Percy Watson

Personal information
- Nationality: Northern Irish
- Born: 1894
- Died: before 1990

Sport
- Club: Cavehill BC

Medal record
Representing Northern Ireland
Commonwealth Games
| Silver medal – second place | 1934 London | fours |
| Gold medal – first place | 1954 Vancouver | pairs |

= Percy Watson (bowls) =

Northern Irish international lawn bowler

Percy Thomson Watson (1894 – ?), was a Northern Ireland international lawn bowler.

== Bowls career ==
Watson was a member of the Cavehill Bowls Club.
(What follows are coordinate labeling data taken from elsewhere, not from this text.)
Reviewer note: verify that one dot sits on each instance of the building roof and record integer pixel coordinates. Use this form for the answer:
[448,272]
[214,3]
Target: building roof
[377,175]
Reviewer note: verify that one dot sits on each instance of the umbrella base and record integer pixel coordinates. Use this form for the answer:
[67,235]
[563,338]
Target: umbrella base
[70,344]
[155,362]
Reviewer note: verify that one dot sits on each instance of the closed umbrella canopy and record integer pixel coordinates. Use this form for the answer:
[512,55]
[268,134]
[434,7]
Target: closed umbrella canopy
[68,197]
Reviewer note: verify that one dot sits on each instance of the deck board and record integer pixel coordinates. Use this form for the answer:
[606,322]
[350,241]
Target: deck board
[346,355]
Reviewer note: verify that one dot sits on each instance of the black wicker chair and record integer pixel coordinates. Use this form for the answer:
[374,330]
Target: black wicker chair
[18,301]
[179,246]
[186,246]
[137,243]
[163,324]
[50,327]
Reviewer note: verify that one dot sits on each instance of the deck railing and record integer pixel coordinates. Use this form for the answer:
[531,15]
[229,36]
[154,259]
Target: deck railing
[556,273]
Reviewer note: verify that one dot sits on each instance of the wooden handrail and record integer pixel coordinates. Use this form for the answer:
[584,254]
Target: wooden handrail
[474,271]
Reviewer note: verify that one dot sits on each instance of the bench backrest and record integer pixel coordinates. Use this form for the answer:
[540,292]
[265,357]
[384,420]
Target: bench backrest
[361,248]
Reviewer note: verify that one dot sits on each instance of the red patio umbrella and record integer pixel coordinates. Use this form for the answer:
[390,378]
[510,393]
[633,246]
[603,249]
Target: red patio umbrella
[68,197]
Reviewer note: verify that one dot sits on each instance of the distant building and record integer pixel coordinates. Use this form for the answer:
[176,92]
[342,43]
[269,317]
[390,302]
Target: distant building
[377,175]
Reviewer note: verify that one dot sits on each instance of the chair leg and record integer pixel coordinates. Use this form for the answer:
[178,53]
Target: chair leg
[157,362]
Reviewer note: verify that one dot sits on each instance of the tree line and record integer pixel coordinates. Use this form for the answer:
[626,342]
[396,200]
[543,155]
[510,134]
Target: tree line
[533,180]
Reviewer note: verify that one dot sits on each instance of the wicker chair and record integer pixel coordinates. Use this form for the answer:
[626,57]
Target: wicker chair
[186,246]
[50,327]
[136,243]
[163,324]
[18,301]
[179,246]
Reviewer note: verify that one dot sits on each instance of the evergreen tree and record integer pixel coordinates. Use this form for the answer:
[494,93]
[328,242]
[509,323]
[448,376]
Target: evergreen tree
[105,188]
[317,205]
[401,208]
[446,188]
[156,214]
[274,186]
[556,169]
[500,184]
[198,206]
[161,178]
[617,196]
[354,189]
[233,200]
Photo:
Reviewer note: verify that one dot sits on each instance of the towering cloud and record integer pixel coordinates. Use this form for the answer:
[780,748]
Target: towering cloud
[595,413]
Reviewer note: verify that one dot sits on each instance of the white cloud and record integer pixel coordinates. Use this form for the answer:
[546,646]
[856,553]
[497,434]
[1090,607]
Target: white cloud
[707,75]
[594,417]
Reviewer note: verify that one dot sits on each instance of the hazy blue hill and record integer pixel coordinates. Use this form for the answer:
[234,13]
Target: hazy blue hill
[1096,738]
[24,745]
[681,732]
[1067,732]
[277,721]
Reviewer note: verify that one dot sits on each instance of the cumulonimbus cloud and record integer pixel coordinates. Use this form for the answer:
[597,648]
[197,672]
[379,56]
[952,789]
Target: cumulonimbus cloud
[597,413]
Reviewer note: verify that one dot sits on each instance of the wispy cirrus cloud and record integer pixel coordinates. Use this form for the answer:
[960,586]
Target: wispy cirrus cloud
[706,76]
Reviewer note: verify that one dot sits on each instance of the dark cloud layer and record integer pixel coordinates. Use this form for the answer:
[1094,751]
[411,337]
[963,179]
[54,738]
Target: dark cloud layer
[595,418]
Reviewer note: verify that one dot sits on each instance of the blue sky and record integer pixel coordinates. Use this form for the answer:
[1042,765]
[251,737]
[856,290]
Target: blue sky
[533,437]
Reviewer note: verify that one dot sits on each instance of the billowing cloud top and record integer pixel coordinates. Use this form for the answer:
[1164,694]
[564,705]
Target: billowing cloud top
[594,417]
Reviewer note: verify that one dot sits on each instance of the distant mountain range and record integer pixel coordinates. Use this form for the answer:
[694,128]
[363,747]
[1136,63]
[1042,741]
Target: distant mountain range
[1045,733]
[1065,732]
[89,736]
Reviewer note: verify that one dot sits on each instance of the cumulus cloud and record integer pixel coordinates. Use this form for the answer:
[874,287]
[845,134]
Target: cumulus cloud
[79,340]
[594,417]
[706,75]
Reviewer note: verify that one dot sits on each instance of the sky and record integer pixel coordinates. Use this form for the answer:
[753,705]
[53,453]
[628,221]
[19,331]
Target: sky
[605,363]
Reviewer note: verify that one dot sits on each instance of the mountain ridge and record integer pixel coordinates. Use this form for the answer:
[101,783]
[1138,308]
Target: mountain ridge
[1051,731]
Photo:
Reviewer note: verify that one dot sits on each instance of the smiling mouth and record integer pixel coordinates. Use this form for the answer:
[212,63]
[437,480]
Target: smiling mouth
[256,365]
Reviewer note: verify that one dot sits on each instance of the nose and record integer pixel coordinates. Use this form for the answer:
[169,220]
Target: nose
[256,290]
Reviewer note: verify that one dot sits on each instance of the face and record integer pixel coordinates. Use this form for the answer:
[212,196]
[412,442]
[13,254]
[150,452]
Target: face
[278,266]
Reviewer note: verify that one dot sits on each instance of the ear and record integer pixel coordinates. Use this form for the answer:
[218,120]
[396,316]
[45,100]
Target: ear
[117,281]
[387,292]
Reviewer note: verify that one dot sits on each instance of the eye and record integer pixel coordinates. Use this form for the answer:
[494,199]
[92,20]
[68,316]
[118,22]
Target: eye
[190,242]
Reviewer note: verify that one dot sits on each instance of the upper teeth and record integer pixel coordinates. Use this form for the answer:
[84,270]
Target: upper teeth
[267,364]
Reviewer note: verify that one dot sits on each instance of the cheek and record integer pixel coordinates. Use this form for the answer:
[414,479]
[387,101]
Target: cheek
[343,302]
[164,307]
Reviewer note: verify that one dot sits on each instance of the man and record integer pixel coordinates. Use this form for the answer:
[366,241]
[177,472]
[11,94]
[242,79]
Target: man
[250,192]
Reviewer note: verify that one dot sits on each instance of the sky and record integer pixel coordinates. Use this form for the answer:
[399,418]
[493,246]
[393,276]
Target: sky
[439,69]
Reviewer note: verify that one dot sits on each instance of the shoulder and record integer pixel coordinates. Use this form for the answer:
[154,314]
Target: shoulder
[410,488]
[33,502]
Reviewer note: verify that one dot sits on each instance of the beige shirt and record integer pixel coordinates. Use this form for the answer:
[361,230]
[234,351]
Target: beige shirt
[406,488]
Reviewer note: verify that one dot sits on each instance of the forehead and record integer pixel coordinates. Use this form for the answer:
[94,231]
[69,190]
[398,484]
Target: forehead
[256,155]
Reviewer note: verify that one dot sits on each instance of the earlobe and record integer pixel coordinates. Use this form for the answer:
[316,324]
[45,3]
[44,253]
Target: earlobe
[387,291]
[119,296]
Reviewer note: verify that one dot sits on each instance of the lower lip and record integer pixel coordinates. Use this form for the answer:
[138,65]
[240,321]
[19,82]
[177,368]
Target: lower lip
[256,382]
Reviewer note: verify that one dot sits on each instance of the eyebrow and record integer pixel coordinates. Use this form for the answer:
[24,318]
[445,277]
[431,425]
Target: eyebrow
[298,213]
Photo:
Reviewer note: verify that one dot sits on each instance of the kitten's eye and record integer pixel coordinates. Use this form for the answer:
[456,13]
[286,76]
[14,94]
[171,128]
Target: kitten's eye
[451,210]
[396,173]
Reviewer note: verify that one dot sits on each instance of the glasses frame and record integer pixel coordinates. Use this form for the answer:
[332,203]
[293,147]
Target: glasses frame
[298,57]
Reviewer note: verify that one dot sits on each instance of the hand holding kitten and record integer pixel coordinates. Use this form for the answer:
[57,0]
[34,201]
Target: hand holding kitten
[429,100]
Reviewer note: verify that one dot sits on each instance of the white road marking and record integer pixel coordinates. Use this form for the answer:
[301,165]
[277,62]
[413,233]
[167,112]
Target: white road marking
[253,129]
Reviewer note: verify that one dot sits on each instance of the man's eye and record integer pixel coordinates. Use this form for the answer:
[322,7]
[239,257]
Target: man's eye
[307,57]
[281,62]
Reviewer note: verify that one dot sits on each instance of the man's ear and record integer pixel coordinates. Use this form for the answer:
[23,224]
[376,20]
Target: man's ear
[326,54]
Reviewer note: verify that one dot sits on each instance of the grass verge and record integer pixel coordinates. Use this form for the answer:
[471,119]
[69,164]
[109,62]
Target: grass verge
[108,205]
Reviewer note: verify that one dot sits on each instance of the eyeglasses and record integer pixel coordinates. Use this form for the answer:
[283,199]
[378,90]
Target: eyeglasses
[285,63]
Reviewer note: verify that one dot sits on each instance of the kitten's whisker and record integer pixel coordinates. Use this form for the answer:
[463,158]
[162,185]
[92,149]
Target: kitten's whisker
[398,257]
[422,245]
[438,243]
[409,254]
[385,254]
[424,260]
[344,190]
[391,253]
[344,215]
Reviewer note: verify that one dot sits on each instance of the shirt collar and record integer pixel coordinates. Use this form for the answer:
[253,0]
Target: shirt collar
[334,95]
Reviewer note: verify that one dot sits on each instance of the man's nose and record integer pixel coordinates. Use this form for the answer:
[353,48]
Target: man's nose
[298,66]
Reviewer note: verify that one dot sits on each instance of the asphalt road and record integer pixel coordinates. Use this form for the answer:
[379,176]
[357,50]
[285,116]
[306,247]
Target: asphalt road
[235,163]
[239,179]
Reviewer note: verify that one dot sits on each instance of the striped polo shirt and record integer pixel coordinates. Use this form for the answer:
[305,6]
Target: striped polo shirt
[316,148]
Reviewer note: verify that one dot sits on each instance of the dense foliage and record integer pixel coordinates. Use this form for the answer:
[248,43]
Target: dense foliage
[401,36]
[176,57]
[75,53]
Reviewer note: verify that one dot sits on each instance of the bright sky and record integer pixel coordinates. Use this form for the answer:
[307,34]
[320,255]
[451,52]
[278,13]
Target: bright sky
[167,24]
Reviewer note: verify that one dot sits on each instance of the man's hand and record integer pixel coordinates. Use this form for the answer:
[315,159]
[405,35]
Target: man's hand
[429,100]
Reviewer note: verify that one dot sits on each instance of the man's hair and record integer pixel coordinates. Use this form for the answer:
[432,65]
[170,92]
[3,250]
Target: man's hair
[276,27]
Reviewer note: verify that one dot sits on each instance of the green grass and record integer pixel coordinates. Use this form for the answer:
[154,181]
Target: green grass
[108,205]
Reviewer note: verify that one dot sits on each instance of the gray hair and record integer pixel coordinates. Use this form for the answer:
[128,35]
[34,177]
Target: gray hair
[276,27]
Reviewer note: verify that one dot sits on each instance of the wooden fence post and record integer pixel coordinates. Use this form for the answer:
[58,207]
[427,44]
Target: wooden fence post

He represented Northern Ireland in four Commonwealth Games. He won a silver medal in the fours at the 1934 British Empire Games in London. After the games he was given a civic reception by the Lord and Mayor and Lady Mayoress at the Belfast City Hall.

Twenty years later he won a gold medal in the pairs event at the 1954 British Empire and Commonwealth Games in Vancouver, with William Rosbotham.

He also competed at the 1958 and 1962 Commonwealth Games and won the 1933 and 1938 Irish National Bowls Championships singles.

In addition to his two National singles titles he also won two National pairs titles in 1926 and 1930 bowling for the Cavehill Bowls Club.

== Personal life ==
He was a director of a linen manufacturers by trade and lived in Bedford Street, Belfast. He was married to Margaret who died in 1982.